With police reform making its way through different U.S. cities, one thing is on the way to see bigger change: rising crime rates.


After police brutality incidents and protests in 2020 and 2021, police reform is taking small steps throughout the country.

Cronkite News reported on the city of Albuquerque’s actions in police reformation. The city has created a third branch in their safety response system called Albuquerque Community SafetyThis team’s job is to provide the community with mental healthcare, housing and transportation.

With programs like Albuquerque’s being made, other cities are speaking out to create their own. 

In Minnesota, Katie Wright, the mother of Daunte Wright, is pushing for the ban of traffic stops. A program that is currently in the planning phase in Berkley, Calif. and Brooklyn Center, Minn.  would have trained and unarmed citizens conduct the traffic stops instead of cops. Philadelphia, Pittsburgh, Lansing, Mich. and the state of Virginia have ended traffic stops as well.

While some cities want citizens to take on duties, others are leaning on innovation. Trusted Driver is developing a program for Texas and Nebraska police departments to use text messages for minor traffic violations like a busted headlight or expired tags. Consent and cooperation from residents is still needed for the program to be implemented. Drivers would have to register through the DMV and provide medical conditions to make the process safe for drivers and police officers.

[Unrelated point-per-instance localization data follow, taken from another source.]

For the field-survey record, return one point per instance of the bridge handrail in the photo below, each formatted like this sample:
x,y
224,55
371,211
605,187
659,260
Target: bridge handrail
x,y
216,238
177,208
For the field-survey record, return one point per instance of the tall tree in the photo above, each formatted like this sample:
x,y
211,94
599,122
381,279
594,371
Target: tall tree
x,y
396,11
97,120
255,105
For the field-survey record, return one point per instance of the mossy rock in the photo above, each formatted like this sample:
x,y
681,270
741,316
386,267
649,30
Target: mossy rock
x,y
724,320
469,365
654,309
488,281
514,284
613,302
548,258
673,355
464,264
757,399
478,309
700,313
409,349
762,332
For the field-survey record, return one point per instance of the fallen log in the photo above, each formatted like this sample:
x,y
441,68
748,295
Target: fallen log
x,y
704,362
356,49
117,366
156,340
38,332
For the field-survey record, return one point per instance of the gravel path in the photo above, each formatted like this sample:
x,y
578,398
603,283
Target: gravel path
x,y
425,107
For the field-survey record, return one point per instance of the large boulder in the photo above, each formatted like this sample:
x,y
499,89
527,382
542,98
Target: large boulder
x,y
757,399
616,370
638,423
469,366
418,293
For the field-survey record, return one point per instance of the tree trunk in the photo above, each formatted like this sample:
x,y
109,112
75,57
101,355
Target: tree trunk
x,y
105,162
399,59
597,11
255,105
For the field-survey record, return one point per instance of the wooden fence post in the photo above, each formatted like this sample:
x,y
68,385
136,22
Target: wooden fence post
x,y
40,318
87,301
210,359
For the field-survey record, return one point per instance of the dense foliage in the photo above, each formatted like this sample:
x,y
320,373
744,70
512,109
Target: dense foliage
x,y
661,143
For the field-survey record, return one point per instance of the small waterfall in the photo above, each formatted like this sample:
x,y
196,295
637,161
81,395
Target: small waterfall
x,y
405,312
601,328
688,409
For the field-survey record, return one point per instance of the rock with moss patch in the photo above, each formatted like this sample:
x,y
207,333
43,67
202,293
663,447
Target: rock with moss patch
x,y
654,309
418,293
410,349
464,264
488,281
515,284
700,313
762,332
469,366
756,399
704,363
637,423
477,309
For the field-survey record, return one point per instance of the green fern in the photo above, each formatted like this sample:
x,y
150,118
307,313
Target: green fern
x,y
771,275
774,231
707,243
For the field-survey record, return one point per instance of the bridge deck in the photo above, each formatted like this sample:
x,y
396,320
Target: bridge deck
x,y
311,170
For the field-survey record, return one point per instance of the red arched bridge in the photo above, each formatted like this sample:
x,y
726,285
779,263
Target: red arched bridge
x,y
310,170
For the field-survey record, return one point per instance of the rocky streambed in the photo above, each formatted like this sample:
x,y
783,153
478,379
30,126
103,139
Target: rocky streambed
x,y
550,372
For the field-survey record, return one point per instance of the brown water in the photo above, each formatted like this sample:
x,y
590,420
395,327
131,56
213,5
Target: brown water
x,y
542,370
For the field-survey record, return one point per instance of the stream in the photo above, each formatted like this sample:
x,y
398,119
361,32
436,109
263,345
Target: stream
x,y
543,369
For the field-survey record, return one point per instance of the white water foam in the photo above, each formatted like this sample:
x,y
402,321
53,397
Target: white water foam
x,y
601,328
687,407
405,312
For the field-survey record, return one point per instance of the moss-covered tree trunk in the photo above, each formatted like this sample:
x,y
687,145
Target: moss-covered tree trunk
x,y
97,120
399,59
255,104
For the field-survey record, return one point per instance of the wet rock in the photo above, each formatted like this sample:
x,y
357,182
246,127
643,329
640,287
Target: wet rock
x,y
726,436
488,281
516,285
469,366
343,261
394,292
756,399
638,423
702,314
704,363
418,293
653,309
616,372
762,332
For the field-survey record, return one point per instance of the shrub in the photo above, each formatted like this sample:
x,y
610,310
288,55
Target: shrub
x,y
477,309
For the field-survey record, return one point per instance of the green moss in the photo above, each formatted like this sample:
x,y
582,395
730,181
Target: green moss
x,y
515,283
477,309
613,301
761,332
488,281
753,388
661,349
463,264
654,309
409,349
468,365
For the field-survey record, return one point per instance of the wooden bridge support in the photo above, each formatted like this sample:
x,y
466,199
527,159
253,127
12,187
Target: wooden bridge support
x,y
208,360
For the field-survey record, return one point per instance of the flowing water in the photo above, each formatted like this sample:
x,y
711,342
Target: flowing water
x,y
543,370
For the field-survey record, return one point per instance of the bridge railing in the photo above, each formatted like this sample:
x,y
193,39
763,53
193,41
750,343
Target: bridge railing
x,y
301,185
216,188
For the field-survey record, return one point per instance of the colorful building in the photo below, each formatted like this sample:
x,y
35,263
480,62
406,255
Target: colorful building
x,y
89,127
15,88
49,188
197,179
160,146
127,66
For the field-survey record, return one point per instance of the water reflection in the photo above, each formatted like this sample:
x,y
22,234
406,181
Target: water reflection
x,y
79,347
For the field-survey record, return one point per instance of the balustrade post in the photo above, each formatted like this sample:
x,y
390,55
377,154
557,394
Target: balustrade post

Another push for change comes in the form of transparency. Currently, the federal government does not track police departments’ use of force.

Citizens want access to reports of when fatalities occur, when there is serious bodily injury, if a firearm was used and the name of the officer at the scene. The pushback against open records is that it could put an officer’s life at risk.

In Sept. 2019, in Salt Lake City Utah, Bobby Duckworth, a mentally ill man, was killed by police. Since then, Utah residents have been pushing for a bill that would have social workers join the police on mental health crisis calls. The goal of this bill is to reduce law enforcement’s role during these crisis calls and train them to handle such situations if need be. In 2020, Data for Progress recorded that 58% respondents supported the non-police first-responder bill.

For similar bills to make an impact on communities, it will take time, money and community effort to make it work, and could vary for each city.

Communities are also taking a hands-on approach by creating community review boards. In the same article, Cronkite News reported that over 25 U.S. cities have created review boards in 2020-2021.

Board members are appointed by the mayor or government senior officials. The board will review complaints that come into their respective police departments and also suggest disciplinary actions. The board could also launch their own investigation if need be. Anaheim, Calif., San Diego, Austin, Texas, Denver and Boston are a few of the cities that have a community review board. 

Police departments also realize a need for change. Departments have implemented the early intervention system (EIS). This system hopes to help police officers with any mental and emotional stress they may be going through by notifying supervisors if an officer is in need of help. The program will also help promote the right officers to higher positions.

Additionally, the system will also be a safe place for officers to speak up about colleagues doing unethical or illegal actions. Accountable, better leadership is the main goal for EIS.

Although different methods of reformation are happening throughout the U.S., rising crime rates are the only thing that could halt progress. USA Today reported that there is a 13% increase in robberies and 2.6% increase in aggravated assault. In urban areas, violent crimes increased by 4%.

With violence on the rise, communities have been hesitant for police reform. For example, in San Francisco, voters recalled Chesa Boudin because his progressive ideology was not doing enough for the city.

It’s hard to tell how these small reformation movements in the U.S. will combat the current crime rate. It still remains the efforts of individual cities’ to create change, and voters will ultimately decide if police reformation will remain a big issue to tackle.